Il Ministro del Lavoro e delle Politiche Sociali, Giuliano Poletti, è intervenuto al convegno "Il futuro è sociale! - Insieme per un 'piano industriale' del Welfare", organizzato a Roma dal Forum Nazionale del Terzo Settore. I lavori sono stati aperti da Pietro Barbieri, portavoce del Forum, che ha svolto una riflessione sul tema e fornito cifre ed elementi su quei milioni di cittadini che hanno scelto d'impegnarsi in prima persona per costruire un Paese più giusto e solidale.

Nelle sue parole, la descrizione dell'attuale scenario, con il Welfare che è rientrato al centro nell'agenda politica. Dalla Delega povertà al Fondo povertà educativa, dal Piano infanzia e adolescenza al Fondo non autosufficienza, fino alla campagna #HomelessZero, Barbieri ha dato atto dell'impegno mantenuto finora dal Governo. Il Ministro Poletti ha salutato la platea e ha elogiato quanti, ogni giorno, dedicano tempo e risorse a beneficio degli altri: "Sarà un bel giorno - ha detto - quando al fianco della Protezione Civile avremo anche una Protezione Sociale".

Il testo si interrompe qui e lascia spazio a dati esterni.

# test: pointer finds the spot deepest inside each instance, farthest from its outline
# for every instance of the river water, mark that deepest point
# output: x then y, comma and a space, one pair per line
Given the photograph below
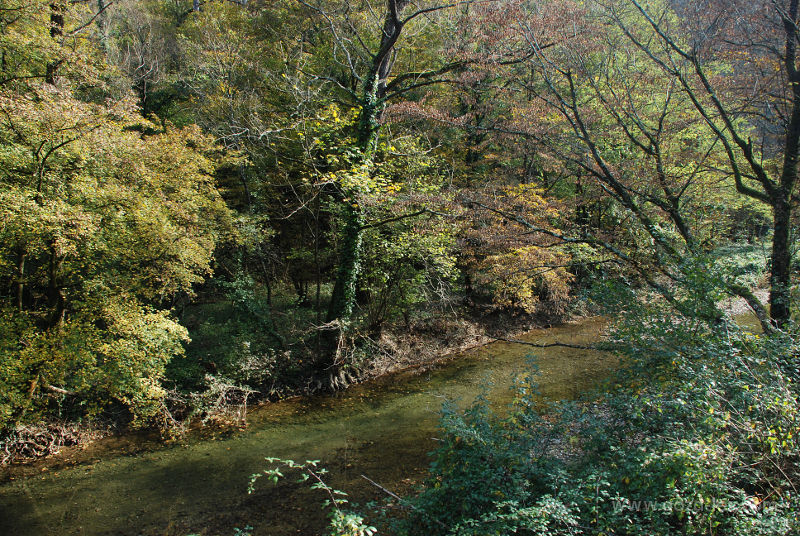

Questo, ha precisato il titolare del Dicastero, senza alcuna necessità di creare "un nuovo dipartimento della Pubblica Amministrazione" ma unicamente attraverso una "grande infrastruttura che tenga assieme tutti gli aspetti del sociale, in una dimensione unitaria". Ciò sarebbe auspicabile, ha proseguito, poiché l'Italia è come se fosse organizzata "in silos: c'è chi si occupa di politiche del lavoro, chi di sanità, chi di formazione e chi di lotta alla povertà". Poletti ha poi riconosciuto il rilievo etico delle numerose attività svolte da chi è impegnato nel Terzo Settore. Un mondo non più invisibile come un tempo, ha ricordato, il cui valore è oggi evidente a chiunque.
Più in generale, il Ministro del Lavoro ha posto in evidenza che non può esserci "sviluppo economico senza sviluppo sociale" e proprio per questo motivo è opportuno che "l'Unione Europea pensi a un pilastro sociale. Ma se l'Europa non cambia la sua politica economica - ha osservato - questo pilastro è di fatto contraddetto".